Higher UPF consumption is significantly associated with greater thigh MFI
A total of 615 participants, including 340 women and 275 men, met the eligibility criteria. The mean age of the participants was 59.5 years, and their mean BMI was 27. The cohort was predominantly White and non-Hispanic. Among the participants, 64.6 % were overweight, and 24.2 % were obese. Abdominal obesity, defined by WHO waist circumference thresholds, was present in about 43 % of men and 81 % of women.
The majority of participants reported above-median income, and over half had no history of smoking. On average, UPFs made up about 41 % of participants’ daily diet. Men consumed both more total calories and a higher proportion of UPFs compared to women.
Among the thigh muscle groups, flexors showed the highest MFI score and extensors the lowest, as measured by Goutallier grading. Women consistently showed greater MFI than men across all muscle groups. The relatively lower degree of fat infiltration in extensors may partly explain their weaker observed association with UPF intake, rather than indicating a muscle-specific absence of effect. While Goutallier grading showed good inter- and intraobserver agreement in this study, it remains a semiquantitative method with only moderate reproducibility and does not provide fully quantitative measures of intramuscular fat.
The relationship between UPF consumption and MFI was linear across all muscle groups. In BMI-adjusted models, statistically significant associations were observed for all thigh muscles, flexors, and adductors, but not extensors, whereas abdominal-circumference-adjusted models showed significant associations across all muscle groups and generally showed stronger associations than BMI-adjusted models.
Both regression models, one adjusting for BMI and the other for abdominal circumference, showed a statistically significant association between higher UPF intake and higher Goutallier grades across most thigh muscles. Each standard deviation increase in UPF proportion corresponded to more than a 0.1 SD rise in muscle fat infiltration.
Among individual muscle groups, the adductors showed the strongest association with UPF intake, followed by the extensors, both of which reached statistical significance in abdominal-circumference-adjusted models. Representative MRI scans visually illustrate differences in MFI between participants with low and high proportions of UPF in their diets.
Sex did not significantly modify the relationship between UPF consumption and MFI in any muscle group, suggesting the association holds equally for both men and women.

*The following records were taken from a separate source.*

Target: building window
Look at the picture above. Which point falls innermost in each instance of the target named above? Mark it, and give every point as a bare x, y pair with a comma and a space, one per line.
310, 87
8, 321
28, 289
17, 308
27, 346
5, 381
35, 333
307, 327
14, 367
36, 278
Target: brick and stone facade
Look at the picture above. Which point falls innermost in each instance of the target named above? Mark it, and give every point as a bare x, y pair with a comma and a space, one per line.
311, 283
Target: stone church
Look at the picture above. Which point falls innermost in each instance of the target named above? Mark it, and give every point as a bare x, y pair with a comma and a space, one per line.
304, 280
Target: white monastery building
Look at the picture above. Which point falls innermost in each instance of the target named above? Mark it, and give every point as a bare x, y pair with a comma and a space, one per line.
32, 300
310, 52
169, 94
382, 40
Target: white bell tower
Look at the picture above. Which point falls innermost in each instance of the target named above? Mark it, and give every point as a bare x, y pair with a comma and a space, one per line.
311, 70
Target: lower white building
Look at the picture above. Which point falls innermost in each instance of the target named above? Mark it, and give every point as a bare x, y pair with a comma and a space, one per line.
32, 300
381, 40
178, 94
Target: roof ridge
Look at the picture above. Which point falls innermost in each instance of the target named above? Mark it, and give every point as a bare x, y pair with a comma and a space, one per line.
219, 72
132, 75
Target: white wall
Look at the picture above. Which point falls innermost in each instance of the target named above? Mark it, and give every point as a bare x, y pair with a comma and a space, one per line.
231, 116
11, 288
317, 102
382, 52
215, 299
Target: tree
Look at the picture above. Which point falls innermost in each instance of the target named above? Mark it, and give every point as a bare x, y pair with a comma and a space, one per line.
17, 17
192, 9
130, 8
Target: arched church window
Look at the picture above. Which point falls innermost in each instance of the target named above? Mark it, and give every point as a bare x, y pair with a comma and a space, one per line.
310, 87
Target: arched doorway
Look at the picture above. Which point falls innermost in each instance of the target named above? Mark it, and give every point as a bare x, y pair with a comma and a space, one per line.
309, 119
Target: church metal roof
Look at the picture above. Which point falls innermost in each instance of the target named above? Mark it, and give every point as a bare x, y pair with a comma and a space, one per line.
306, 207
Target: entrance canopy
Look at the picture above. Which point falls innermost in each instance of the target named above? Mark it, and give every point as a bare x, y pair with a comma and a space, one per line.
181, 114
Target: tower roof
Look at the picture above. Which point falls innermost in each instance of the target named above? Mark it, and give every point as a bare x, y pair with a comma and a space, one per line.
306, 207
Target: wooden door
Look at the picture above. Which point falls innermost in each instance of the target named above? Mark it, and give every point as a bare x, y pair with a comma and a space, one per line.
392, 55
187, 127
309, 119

Sensitivity analyses adjusting for total dietary fat yielded consistent results, reinforcing the primary findings across muscle groups. When stratified by radiographic knee osteoarthritis status, the UPF-MFI association was stronger in knees with doubtful early radiographic changes (KL grade 1) than in those with no radiographic involvement, although this finding was based on sensitivity analyses and should be interpreted cautiously.
Conclusions
The current study suggests that higher UPF consumption is associated with poorer muscle quality, evidenced by greater intramuscular fat infiltration on thigh MRI, independent of sex, among individuals at risk for knee osteoarthritis.
Because this was a cross-sectional analysis relying on self-reported dietary data and semiquantitative imaging, the findings do not establish causality and should be considered hypothesis-generating. Additionally, the study population consisted primarily of older adults at risk for KOA, which may limit generalizability to younger or healthier populations.
The potential role of diet quality in preserving muscle health warrants further investigation, with UPF reduction representing a promising modifiable target in this population.